On the streets. Of Ohio.

This is how my evening goes.

I buy my kids pizza for dinner because I’m a crappy mom and then we have Coke to drink because I’m really a crappy mom. I should also mention I have let them play Minecraft together for EIGHT BILLION HOURS. Key word: “together.”

So I’m in the kitchen with G and he’s petting the cat and says “this is a great cat.” And then, somewhat randomly, “he was born and raised on the streets of Ohio.”

And I start laughing and we say “in your day, in Ohio? We didn’t have none of this ‘litter’ business or any of this ‘kibble’ you all have these days, no. We used to HUNT. And poop on the STREET.”

And the fact is that Spotlight was actually mailed from a kill shelter in Ohio out to Maryland to avoid him getting, you know, killed, which is how we got him, the one lone jet black kitten in the back of his cage, sleeping in his litterbox.

Because, you know, Ohio.

And this goes on and we’re at the table eating our pizza (or they’re eating their pizza and I’m having a sandwich) and drinking our Coke, and we’re talking about the diamond mines in Russia and L will say something and we’ll say “that’s because you weren’t born. On the streets. Of Ohio.”

“Where were we born,” she wants to know and I said “not on the streets of Ohio, dog,” and then finally I relent because we can’t stop laughing and I tell her they were both born at Kaiser Permanente Santa Clara and Grandma was there both times, and stuff.

Then out of nowhere L says “so there was this owl.” And G and I stop laughing and talking about Ohio long enough to listen and she continues, “And it was shot in the head. And it’s recovering.”

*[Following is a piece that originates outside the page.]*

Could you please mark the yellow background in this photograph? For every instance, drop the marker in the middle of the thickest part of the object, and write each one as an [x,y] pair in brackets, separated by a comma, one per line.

G was taking a drink at this particular moment, which is how Coke came to be spat out all over the tablecloth with the giraffes, and I’m laughing so hard I can’t breathe, and we’re trying not to, and she’s going “what??? what?????” and finally we calm down and apologize and I tell her to continue.

And G is just taking another sip when she goes “anyway, so there was this OTHER owl…”

And Coke got spat all over the table again and L flees the table in a tantrum because G and I can’t stop laughing.

And G gets up to go apologize and comfort her but on the way he says to me: “that owl was from the streets of Ohio… he ran into some rough times there.”

“Yeah,” I said. “It’s a hard place, ask the cat. He knows.”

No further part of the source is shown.